Sometimes the cultural divide between city and country can be very stark. It can take a loud voice to be heard, or a big, bold action – like driving a mob of cattle across Bondi Beach.
Herd of Hope, the brainchild of Megan McLaughlin, is in the middle of trucking a mob of cattle – roughly 30 heifers – from Undoolya Station in Alice Springs to Bondi Beach.
The mob have driven across the country, and on Thursday night they stopped at Grong Grong.
“Grong Grong is not that big, but it’s been amazing – when we got there, there was hay and water put out for the cattle,” Ms McLaughlin said.
“People have been so supportive. And to think the cattle started at Alice Springs, so they’ve come halfway across the country. It’s been quite amazing.”
The cattle will be walked across Bondi with the help of six stockmen (and women), in the hope to raise awareness and funds for organ and tissue donation.
“I received a double transplant seven years ago, a kidney pancreas transplant,” explained Ms McLaughlin.
“I’d always lived in the bush, and when I went home – and I know I was so lucky to be able to go home – there were no services, no networks. Isolation was a key component.
“I’m hoping we can unite people who’ve had similar experiences.”
Every single one of the stock handlers on board with the Herd of Hope has been touched in some way by organ and tissue donation. Some of the stock handlers are organ recipients, like Ms
McLaughlin; others are live donors, like her father Jim Willoughby, who donated bone marrow.
Still, the Herd of Hope almost didn’t happen at all; the original plan was to drive a mob of cattle over the Sydney Harbour Bridge.
“The current minister, who’s a Nat, didn’t see the importance of rural health,” Ms McLaughlin said.
“But we rallied, and Waverly Council said ‘bring them to Bondi’. So we united the city and the country.

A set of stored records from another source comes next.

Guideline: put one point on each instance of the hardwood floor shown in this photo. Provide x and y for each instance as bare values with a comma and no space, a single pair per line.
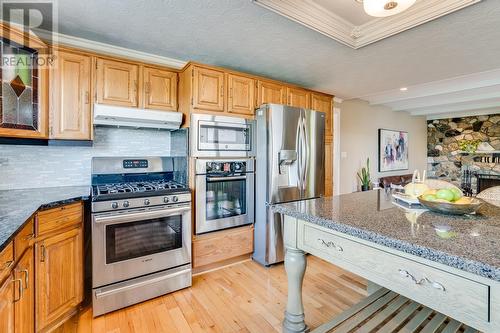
244,297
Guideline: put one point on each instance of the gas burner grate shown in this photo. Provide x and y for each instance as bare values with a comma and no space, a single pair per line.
139,187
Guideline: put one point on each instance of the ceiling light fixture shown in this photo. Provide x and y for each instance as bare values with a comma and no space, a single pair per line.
383,8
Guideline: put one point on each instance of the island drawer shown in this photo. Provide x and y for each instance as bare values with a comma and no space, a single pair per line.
6,260
59,218
425,284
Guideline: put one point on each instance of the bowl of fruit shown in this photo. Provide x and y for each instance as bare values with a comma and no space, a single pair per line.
449,201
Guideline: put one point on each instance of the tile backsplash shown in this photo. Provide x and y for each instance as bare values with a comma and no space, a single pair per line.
41,166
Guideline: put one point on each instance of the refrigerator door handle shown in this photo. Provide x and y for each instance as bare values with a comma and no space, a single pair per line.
298,147
306,153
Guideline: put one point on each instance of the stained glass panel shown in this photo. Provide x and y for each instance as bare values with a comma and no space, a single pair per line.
18,96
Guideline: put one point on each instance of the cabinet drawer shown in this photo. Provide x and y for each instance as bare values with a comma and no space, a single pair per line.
59,218
430,286
6,261
23,238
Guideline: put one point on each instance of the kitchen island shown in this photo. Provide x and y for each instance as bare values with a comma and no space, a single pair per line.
450,264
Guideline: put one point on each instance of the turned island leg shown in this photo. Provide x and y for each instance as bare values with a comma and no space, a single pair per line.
295,266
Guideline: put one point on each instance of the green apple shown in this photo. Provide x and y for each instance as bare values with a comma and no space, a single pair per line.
457,194
445,194
429,197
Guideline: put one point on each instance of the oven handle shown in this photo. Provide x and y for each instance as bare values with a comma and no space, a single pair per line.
215,179
141,215
140,284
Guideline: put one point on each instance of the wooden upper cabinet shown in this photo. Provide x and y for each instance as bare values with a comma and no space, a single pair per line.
117,83
323,103
59,282
208,89
160,89
241,94
270,93
24,311
7,304
70,102
298,97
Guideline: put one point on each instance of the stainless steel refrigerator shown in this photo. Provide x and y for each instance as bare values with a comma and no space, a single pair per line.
289,167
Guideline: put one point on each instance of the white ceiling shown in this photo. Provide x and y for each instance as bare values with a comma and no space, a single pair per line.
350,10
241,35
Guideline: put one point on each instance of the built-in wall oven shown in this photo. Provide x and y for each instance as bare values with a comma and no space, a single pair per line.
221,136
224,193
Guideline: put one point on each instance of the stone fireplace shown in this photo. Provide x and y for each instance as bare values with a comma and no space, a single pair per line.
446,161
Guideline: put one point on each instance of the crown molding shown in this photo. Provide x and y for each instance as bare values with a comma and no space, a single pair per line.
111,50
314,16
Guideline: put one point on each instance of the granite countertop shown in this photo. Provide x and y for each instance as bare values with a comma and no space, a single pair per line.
470,243
17,206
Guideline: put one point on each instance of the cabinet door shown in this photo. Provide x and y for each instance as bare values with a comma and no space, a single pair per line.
208,89
298,97
323,103
270,93
241,96
25,308
59,283
160,88
328,168
7,304
117,83
70,98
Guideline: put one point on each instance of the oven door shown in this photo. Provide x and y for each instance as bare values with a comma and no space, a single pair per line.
224,202
137,242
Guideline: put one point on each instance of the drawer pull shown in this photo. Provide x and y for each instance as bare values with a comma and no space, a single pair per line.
20,289
408,274
7,264
30,236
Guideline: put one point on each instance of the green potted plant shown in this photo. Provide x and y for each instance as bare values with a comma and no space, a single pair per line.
364,176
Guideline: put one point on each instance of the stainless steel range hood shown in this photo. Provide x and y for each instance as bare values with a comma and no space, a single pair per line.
138,118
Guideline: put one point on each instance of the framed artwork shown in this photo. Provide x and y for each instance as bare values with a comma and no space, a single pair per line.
392,150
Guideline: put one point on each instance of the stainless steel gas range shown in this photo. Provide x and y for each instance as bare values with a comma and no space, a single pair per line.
141,230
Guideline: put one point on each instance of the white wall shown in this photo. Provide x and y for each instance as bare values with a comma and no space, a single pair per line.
359,124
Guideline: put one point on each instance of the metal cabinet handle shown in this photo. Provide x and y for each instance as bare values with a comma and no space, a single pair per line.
30,236
26,277
405,273
7,264
42,256
20,289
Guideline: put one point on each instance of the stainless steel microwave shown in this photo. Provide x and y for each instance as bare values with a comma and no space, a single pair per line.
221,136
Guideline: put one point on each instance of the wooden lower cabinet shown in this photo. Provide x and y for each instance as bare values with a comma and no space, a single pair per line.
59,282
24,309
7,304
222,245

“The thing that’s been so amazing about all of this is that it’s all been volunteering and donations. The stockmen have volunteered their time; the cattle were donated by Bernie Hayes from Undoolya Station. That’s how we still work in the country; we volunteer.”
In Australia, there are 1,400 people on the waiting list for organ and tissue donation at any time.
In 2017, 510 deceased organ donors gave 1,402 people a new lease on life.
“Approximately one in three Australians who receive a donor organ are located regionally. Many donor families are located in the regions,” Ms McLaughlin said.
“People need that support and it would be quite nice to spread it around. Fifty-three people die each year on the transplant list. We’re such a generous country but we’re not helping our mates.”
Each heifer on the truck can be sponsored. The funds raised by the Herd of Hope will go specifically towards organ donation services to the regions, including establishing regional transplant and donor family care nurses and providing therapy for families and recipients.
However, according to Ms McLaughlin, the organisation hopes to go a little further.
“They’re all breeding heifers, so we’re going to hold on to them and breed from them, and we’ll use the money for camps. It’s a world first.
“Kids who’ve been affected by organ and tissue donation will go to a station for three days, and get to be in charge. We’re hoping we can have one counsellor for every two kids.”
The Herd of Hope is aiming to be on Bondi Beach by dawn March 17.